Wildfires account for a substantial portion of Australia's carbon emissions and have been very destructive. However, in recent years few Aborigines live on the land any more so there have been fewer controlled burns. But now there is a new role to play in the fight against global warming.
According to Sam Johnston, of the Tokyo-based United Nations University, a summit co-sponsor, it is in the world's best interest to take into account indigenous peoples' traditional knowledge.
In Asia, indigenous people are developing diverse crop varieties and utilising different cropping patterns, Victoria Tauli-Corpuz, Filipina leader and chair of the United Nations Permanent Forum on Indigenous Issues, told the delegates.
They are also involved in sustainable agro-forestry and energy production based on small-scale biomass and micro-dam projects.
On the Indonesian island of Bali, indigenous peoples are doing reef rehabilitation work and protecting mangroves.

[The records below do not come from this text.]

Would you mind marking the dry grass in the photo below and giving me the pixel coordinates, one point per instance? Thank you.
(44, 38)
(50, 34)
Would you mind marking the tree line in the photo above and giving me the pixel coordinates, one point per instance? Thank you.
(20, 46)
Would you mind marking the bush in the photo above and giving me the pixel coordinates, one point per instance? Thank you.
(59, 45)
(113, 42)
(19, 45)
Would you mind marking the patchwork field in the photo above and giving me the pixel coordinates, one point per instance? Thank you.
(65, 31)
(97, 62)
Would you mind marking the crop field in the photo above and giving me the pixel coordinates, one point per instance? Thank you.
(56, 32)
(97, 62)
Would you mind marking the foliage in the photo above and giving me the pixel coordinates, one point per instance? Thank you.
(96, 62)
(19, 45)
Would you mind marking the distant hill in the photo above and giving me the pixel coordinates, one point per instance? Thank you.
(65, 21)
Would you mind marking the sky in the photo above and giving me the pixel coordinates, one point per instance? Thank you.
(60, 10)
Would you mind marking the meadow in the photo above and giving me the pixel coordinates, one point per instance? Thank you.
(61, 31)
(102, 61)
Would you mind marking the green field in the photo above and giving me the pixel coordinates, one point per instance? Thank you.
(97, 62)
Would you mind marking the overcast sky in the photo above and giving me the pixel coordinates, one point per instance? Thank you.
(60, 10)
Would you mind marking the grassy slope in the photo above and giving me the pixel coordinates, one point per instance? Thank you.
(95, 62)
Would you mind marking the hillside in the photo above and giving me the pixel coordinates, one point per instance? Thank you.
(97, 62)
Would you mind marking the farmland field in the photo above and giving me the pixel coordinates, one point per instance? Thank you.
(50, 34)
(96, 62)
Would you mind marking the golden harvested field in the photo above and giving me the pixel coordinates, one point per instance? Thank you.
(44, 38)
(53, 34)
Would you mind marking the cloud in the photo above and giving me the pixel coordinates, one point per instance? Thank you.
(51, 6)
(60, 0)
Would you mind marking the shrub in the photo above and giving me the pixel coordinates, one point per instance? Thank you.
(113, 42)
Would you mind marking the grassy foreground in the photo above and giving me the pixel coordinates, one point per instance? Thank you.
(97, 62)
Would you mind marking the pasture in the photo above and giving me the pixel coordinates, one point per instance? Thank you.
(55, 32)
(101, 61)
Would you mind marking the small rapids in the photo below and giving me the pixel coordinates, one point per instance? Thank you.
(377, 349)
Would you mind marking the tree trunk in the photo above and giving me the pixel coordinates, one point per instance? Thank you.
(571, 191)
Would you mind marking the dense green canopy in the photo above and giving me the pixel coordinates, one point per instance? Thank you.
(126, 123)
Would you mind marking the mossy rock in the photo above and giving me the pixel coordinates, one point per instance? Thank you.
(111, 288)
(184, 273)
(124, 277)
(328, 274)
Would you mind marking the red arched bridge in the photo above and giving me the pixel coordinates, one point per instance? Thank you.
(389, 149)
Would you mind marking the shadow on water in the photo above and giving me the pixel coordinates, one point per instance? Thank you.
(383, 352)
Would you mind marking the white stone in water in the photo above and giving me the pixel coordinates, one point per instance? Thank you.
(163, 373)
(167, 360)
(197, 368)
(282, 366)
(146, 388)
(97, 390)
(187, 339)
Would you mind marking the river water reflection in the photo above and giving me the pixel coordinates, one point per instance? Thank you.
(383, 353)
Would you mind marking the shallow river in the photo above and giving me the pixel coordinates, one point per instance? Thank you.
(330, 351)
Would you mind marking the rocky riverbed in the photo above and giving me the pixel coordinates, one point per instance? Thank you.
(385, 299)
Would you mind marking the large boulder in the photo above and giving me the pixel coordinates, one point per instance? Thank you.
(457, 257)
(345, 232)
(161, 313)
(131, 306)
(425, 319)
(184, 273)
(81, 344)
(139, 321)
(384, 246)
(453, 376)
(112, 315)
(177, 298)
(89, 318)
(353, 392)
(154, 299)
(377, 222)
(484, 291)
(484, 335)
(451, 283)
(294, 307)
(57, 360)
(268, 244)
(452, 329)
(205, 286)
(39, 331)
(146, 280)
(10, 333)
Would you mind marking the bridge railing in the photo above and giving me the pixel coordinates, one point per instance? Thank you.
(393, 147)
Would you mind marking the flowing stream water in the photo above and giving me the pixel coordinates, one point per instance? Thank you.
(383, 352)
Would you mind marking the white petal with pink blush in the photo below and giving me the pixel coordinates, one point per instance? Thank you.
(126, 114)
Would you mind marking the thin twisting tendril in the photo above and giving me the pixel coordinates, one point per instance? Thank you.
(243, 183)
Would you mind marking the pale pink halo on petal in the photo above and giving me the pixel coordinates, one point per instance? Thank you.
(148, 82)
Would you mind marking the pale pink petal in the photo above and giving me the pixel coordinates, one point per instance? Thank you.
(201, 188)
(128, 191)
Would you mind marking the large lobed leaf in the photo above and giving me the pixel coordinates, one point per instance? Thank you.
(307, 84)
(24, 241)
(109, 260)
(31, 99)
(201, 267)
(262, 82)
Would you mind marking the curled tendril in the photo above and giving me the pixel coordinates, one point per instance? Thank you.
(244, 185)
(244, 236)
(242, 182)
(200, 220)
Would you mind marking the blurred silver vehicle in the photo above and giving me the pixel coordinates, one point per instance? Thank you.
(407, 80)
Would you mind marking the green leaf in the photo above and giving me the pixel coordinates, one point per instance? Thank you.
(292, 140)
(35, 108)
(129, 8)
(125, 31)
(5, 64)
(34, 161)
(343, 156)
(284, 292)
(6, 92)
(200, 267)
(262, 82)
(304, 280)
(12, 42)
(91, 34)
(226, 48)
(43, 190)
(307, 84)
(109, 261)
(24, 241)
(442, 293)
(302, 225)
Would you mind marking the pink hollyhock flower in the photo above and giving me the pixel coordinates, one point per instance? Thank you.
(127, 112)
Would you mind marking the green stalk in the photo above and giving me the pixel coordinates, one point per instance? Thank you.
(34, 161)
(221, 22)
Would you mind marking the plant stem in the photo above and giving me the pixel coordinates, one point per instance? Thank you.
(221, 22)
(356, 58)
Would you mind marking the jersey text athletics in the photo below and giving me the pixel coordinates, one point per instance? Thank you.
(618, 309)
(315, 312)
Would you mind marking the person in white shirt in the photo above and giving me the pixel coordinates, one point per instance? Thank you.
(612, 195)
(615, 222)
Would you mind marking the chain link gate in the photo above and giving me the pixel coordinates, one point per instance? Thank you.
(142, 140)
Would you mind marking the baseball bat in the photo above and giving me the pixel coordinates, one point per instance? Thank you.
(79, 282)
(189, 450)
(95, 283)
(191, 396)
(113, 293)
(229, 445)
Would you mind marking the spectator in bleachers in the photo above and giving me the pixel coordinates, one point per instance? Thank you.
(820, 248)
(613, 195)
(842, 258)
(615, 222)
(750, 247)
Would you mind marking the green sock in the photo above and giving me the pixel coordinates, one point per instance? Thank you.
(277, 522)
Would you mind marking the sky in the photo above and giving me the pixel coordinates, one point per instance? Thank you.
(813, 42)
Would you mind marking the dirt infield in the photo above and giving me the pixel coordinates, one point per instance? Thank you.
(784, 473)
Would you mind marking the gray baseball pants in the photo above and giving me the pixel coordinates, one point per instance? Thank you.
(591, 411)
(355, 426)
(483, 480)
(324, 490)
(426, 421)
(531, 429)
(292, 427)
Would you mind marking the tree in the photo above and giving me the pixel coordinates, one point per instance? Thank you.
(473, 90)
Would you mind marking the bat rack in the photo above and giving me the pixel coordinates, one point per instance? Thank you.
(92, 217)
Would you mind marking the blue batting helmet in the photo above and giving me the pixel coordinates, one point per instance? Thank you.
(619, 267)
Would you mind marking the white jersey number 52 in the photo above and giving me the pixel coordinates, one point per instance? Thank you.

In the Philippines, they are mapping ancestral waters and developing an integrated management plan.
"Many are doing these things on their own, with no support," said Tauli-Corpuz.
In Honduras, faced with increasing hurricane strikes and drastic weather changes, the Quezungal people have developed a farming method that involves planting crops under trees so the roots anchor the soil and reduce the loss of harvests during natural disasters.
Indigenous peoples in Guyana have adopted a nomadic lifestyle, moving to more forested zones during the dry season, and are now planting manioc, their main staple, in alluvial plains where it was previously too moist to grow crops.
Farmers in Belize are returning to traditional agricultural practices and moving up to higher ground, other delegates reported.
In Africa, the Baka Pygmies of southeast Cameroon and the Bambendzele of Congo have developed new fishing and hunting methods to adapt to a decrease in precipitation and an increase in forest fires.
Although indigenous peoples have great capacity to adapt, many treaties and international laws guarantee their rights to food and traditional livelihoods, but climate change threatens all of this, according to Andrea Carmen, a member of the Yaqui Indian Nation, of the U.S. southwest.
When the chiefs of the tribes in the western Canadian province of Alberta declared that there should be no more oil production from tar sands, they were ignored, said Carmen who is also executive director of the International Indian Treaty Council.
Alberta's tar sands oil projects are the major reason why Canada's latest greenhouse gas inventory increased four percent from 2006 to 2007. That increase puts the country 33.8 percent over its commitments established in the Kyoto Protocol on climate change, in force since 2005.
But indigenous peoples are also wary of recent actions by governments and industries undertaken in response to climate change, such as building wind farms and biofuel plants, because these are often located on or directly affect their lands and livelihoods, says Gunn-Britt Retter, of Finland's Saami Council.
"We have the knowledge of how to live through these climate changes. We need to use traditional knowledge to help all our cultures live through these changes," Retter said.
"Our message to the world is that we need full and effective participation at the national and international levels in order for our cultures to survive these changes," he added.
It has been 17 years since the first U.N. Framework Convention on Climate Change meetings were held to solve the climate crisis, said Sheila Watt-Cloutier, the former head of the Inuit Circumpolar Council.
"We must act quickly... This is the last chance to take control," she told the delegates by videoconference from her home in Iqaluit, Nunavut, Canada. "The world needs the wisdom of our cultures."